Music to Mend By
Music therapy is being used in hospitals and rehab centers to encourage healing
BY: Carmela Thomas
INDIANAPOLIS--Aaron Swann's spiked hair is one of the few things that makes him feel like a typical teen-ager these days.
Music therapy is another.
The 17-year-old Anderson resident spends his days trying to get used to the monotony of immobility after being paralyzed in an accident last year.
But his expression changed from melancholy to spirited when music therapist Jan Schreibman walked into his Methodist Hospital room with a keyboard.
After his head was propped up with a pillow, the instrument was placed carefully on white sheets covering his thighs. Although he has limited use of his arms, can't move his fingers from their clenched positions, and had undergone a lengthy surgery the day before, he smiled and said, "I'm sore today. But I'll give it a try."
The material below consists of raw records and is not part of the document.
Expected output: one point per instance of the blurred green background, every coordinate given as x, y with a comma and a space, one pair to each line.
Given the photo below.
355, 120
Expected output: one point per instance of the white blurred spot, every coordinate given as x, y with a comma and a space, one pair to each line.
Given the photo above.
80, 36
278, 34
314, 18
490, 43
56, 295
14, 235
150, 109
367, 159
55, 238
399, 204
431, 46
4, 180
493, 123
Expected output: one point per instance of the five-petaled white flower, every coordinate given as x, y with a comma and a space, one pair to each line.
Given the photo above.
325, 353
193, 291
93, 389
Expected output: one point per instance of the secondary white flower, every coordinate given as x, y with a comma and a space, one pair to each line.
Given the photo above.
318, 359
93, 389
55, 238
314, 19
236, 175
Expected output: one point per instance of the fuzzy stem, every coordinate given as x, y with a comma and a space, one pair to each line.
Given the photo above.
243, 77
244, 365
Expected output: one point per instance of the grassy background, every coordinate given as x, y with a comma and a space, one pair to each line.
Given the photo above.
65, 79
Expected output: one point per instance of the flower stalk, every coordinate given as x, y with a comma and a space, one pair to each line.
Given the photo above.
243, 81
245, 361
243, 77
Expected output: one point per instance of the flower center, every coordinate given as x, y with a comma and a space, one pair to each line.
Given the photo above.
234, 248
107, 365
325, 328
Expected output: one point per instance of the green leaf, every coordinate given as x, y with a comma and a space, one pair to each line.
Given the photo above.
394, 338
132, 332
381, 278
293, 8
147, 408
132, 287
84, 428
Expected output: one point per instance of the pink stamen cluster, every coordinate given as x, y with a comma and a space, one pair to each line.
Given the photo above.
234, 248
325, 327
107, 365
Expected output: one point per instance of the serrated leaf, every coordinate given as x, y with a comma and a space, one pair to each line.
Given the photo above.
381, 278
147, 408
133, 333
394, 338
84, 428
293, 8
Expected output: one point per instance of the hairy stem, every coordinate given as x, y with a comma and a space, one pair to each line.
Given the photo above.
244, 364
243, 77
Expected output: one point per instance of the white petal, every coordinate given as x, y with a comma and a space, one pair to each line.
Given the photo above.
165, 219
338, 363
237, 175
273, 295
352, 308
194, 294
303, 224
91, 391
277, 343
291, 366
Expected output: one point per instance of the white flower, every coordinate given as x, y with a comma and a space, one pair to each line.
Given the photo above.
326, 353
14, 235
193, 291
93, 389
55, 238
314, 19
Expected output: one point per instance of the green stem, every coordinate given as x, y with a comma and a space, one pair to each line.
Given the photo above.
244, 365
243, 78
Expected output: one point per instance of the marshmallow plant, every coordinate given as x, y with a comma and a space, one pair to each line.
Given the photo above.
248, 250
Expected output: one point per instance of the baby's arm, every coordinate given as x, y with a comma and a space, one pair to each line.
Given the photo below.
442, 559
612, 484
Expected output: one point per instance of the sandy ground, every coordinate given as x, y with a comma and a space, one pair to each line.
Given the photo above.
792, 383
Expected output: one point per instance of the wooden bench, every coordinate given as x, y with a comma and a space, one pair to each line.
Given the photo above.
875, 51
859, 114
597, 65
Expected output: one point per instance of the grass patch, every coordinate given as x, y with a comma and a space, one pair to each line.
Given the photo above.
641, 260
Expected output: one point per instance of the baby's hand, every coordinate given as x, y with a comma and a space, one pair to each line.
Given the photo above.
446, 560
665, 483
As Aaron used the sides of his knuckles to play familiar tunes including "Amazing Grace" and "Heart and Soul," several nurses and others nearby smiled. Aaron basked in the attention he was commanding.
That is just one example of the impact the hospital's new music therapy program is having on infants to 18-year-olds who are patients in its Child Life Department.
Music therapy is the use of music as medical treatment. Music is used to restore, maintain, or improve emotional or physical abilities. Methodist is the first hospital in Indiana to offer the therapy as part of ongoing treatment for youngsters with serious injuries or illnesses.
In September, the department will celebrate the program's first anniversary, and its success.
"It's exceeded my expectations," said psychologist James L. Jones, who manages the department. The therapy helps to make the children's hospital stays less stressful and more comfortable.
"We've seen children who have been in pain not express as much difficulty with pain," Jones said. "We have seen children in the rehab process feel good about their accomplishments."
Music therapy complements other therapies and treatment, said Schreibman, who has worked one-on-one with many of the children since the program started. Right now, she squeezes hours of treatment into a part-time schedule, but Jones is hoping that more grants and funding will enable the hospital to have a full-time therapist. Makes a difference.
To gauge the program's success in helping patients feel better, they were surveyed, using a pain-management scale. In the survey, 90 percent of patients said music therapy reduced their pain to some extent.
Aaron agrees that the program helps him.
Though his body is stilled by paralysis, thoughts race through his mind: concern for his mother, recently diagnosed with cancer; worries about paying his lifelong medical expenses; hopes that a cure will be found for paralysis.